18In diese theoretischen Kenntnisse hat der Sachverständige, dem das Problem aufgrund eigener Versuche auf diesem Gebiet vertraut ist, die vom Senat für glaubhaft befundenen Schilderungen der Zeugen P und I eingeordnet. Sie haben den Kläger in seinem Zugfahrzeug begleitet, das bis zum Unfall bereits eine längere Strecke sowohl auf Landstraßen - teilweise auch mit Gefälle - als auch auf der Autobahn zurückgelegt hatte. Dabei haben sich keine Anhaltspunkte für eine überhöhte Geschwindigkeit oder eine verspätete Reaktion des mit Gespannfahrten vertrauten Klägers auf die plötzlich auftretende Instabilität des Gespanns ergeben. Auf dieser Grundlage ist der Sachverständige mit überzeugender Begründung zu dem Ergebnis gelangt, daß der Unfall plötzlich durch eine Resonanz ausgelöst worden ist, und daß kein Fahrfehler des Klägers zu erkennen ist.
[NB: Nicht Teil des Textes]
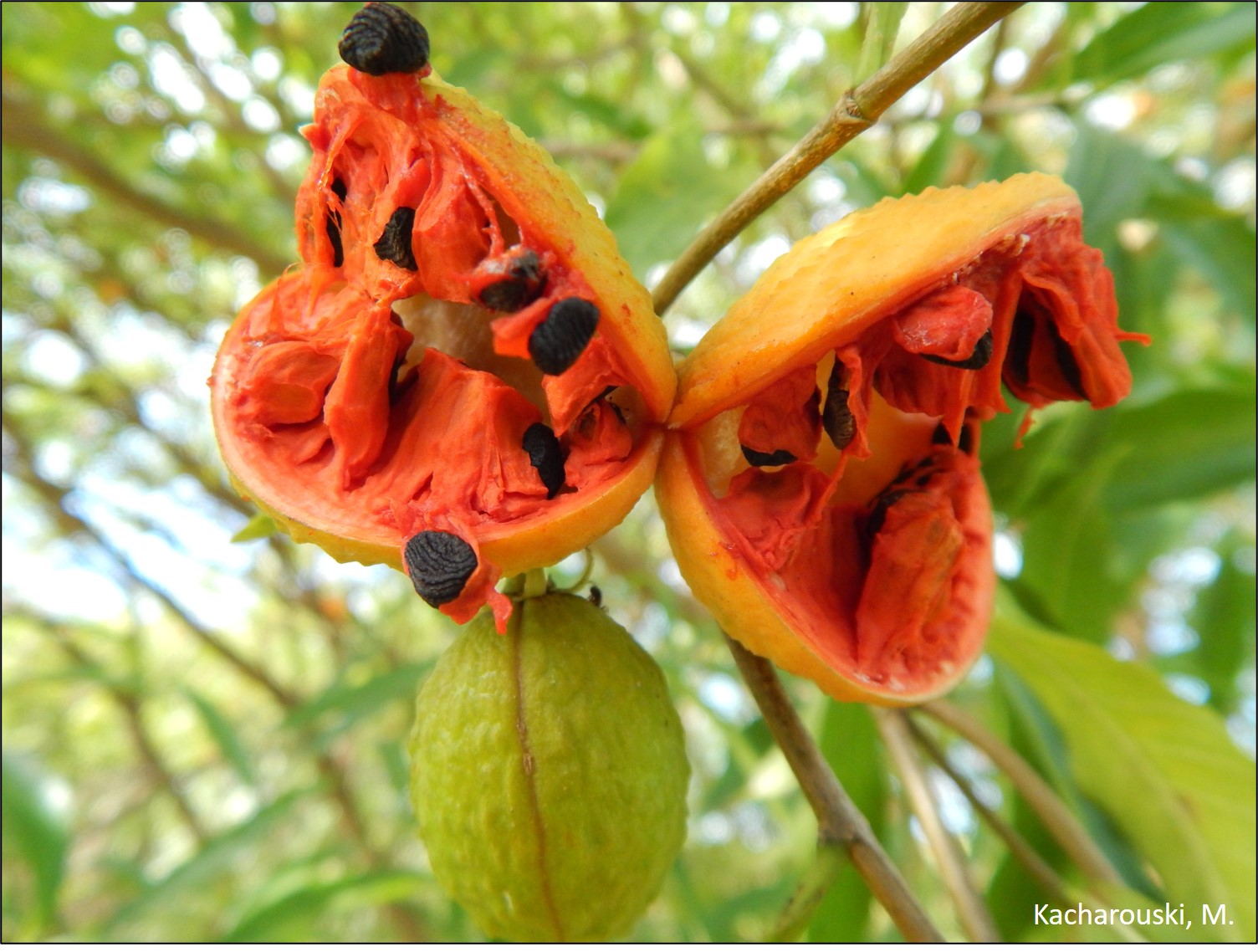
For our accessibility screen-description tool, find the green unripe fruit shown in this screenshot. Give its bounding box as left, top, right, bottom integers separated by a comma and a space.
410, 595, 689, 942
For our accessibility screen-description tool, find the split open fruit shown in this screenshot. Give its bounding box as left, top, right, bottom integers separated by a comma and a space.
210, 4, 676, 630
657, 173, 1145, 704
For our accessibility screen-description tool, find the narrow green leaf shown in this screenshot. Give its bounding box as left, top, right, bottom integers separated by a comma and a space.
0, 750, 70, 938
184, 688, 258, 786
808, 700, 887, 942
605, 122, 749, 280
284, 662, 432, 730
989, 615, 1255, 942
219, 869, 430, 942
1105, 378, 1255, 509
1074, 3, 1254, 85
105, 789, 312, 939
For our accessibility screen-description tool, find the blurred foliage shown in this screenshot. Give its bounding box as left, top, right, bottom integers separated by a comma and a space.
3, 3, 1255, 940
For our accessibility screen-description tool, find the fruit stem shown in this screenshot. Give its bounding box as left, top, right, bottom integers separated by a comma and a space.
724, 635, 944, 942
521, 568, 550, 599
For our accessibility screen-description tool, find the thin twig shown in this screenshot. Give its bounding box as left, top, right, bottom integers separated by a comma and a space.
653, 3, 1021, 315
766, 842, 848, 943
726, 635, 944, 942
921, 700, 1122, 883
908, 717, 1071, 899
874, 709, 1000, 942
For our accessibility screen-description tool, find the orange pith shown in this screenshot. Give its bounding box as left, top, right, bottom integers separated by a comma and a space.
657, 175, 1138, 704
212, 67, 676, 631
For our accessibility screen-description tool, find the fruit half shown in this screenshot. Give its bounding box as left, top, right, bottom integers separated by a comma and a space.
210, 48, 676, 629
657, 175, 1143, 704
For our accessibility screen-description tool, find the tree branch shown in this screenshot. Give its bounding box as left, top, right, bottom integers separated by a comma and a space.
874, 709, 1000, 942
653, 3, 1021, 315
726, 635, 944, 942
4, 93, 290, 274
921, 700, 1122, 883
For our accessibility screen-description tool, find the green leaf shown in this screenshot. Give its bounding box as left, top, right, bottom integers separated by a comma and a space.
1019, 448, 1135, 642
1189, 542, 1254, 714
808, 700, 888, 942
184, 688, 258, 787
219, 869, 430, 942
605, 120, 747, 280
1105, 378, 1255, 509
1074, 4, 1254, 85
284, 660, 434, 732
0, 750, 70, 938
105, 789, 313, 940
989, 617, 1255, 942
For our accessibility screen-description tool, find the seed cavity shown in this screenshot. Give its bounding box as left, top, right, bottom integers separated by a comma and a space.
864, 489, 913, 540
922, 327, 991, 370
742, 447, 795, 467
402, 530, 477, 609
956, 424, 974, 457
324, 178, 350, 268
524, 422, 564, 499
479, 248, 546, 313
337, 3, 429, 75
529, 298, 599, 376
371, 207, 419, 272
1048, 320, 1088, 400
821, 361, 857, 449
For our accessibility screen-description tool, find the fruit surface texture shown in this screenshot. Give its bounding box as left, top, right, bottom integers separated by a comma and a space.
210, 38, 676, 630
410, 594, 689, 942
657, 173, 1141, 704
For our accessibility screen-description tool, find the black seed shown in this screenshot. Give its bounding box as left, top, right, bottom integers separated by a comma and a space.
529, 298, 599, 376
1004, 308, 1036, 387
481, 248, 545, 313
821, 361, 857, 449
742, 447, 795, 467
402, 530, 477, 609
1048, 320, 1088, 400
337, 4, 427, 75
524, 422, 564, 499
371, 207, 419, 272
324, 178, 350, 268
922, 327, 991, 370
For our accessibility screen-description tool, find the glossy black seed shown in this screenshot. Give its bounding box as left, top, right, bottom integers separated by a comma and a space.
324, 178, 350, 268
402, 530, 477, 609
742, 447, 795, 467
371, 207, 419, 272
481, 248, 546, 313
922, 327, 991, 370
529, 298, 599, 376
337, 4, 427, 75
821, 361, 857, 449
524, 422, 564, 499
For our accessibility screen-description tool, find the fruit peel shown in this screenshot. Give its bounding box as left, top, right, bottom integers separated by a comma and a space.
410, 594, 689, 942
657, 173, 1148, 705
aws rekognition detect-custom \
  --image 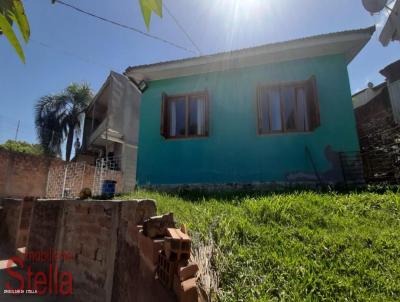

Dieser hat demgemäß den Unfall nicht verschuldet.
193.
20Er braucht für den am Anhänger der Beklagten eingetretenen Schaden auch nicht gemäß § 7 StVG aufgrund der Betriebsgefahr seines Zugfahrzeugs einzutreten, wie sich aus der in § 8 a StVG getroffenen Regelung ergibt. Danach erstreckt sich die Haftung gemäß § 7 StVG nur ausnahmsweise auf Schäden an einer durch das Kraftfahrzeug beförderten Sache, nämlich dann, wenn eine entgeltliche und geschäftsmäßig beförderte Person die Sache an sich trägt oder mit sich führt. Das war hier bei dem Hänger der Beklagten nicht der Fall. Die Frage, ob überhaupt ein Anhänger als Sache verstanden werden kann, die von dem ziehenden Kraftfahrzeug befördert wird, hat der BGH in einem Fall offengelassen (vgl. VersR 81, 322), in dem sie von der Vorinstanz unter dem rechtlichen Gesichtspunkt des § 11 Nr. 3 AKB a.F. bejaht worden war (vgl. OLG Bremen, VersR 80, 226). Nach Auffassung des Senats ergibt sich aus der Zusammenschau der §§ 7 und 8 a StVG, daß die für das Zugfahrzeug statuierte Gefährdungshaftung sich zumindest im Regelfall nicht auf Schäden erstrecken soll, die an dem von ihm gezogenen Anhänger entstanden sind, weil dieser während der Fahrt Teil des Gefährtes ist, von dem die Gefahr ausgeht. Ob eine derartige Haftung generell ausscheidet, weil Zugfahrzeug und der mit ihm verbundene Anhänger haftungsrechtlich als Einheit zu begreifen sind, oder ob ausnahmsweise unter den hier nicht vorliegenden Voraussetzungen des § 8 a I 2 StVG eine derartige Haftung eintreten kann, bedarf keiner Entscheidung.
214.
22Auf der anderen Seite hat auch der Kläger gegen die Beklagten keine Ansprüche aus der Gefährdungshaftung, da der Anhänger selbst kein Kraftfahrzeug i.S.d. § 7 I StVG ist.
235.
24Die Entscheidungen über die Kosten und vorläufige Vollstreckbarkeit beruhen auf den §§ 92, 708 Nr. 10, 713, 546 ZPO.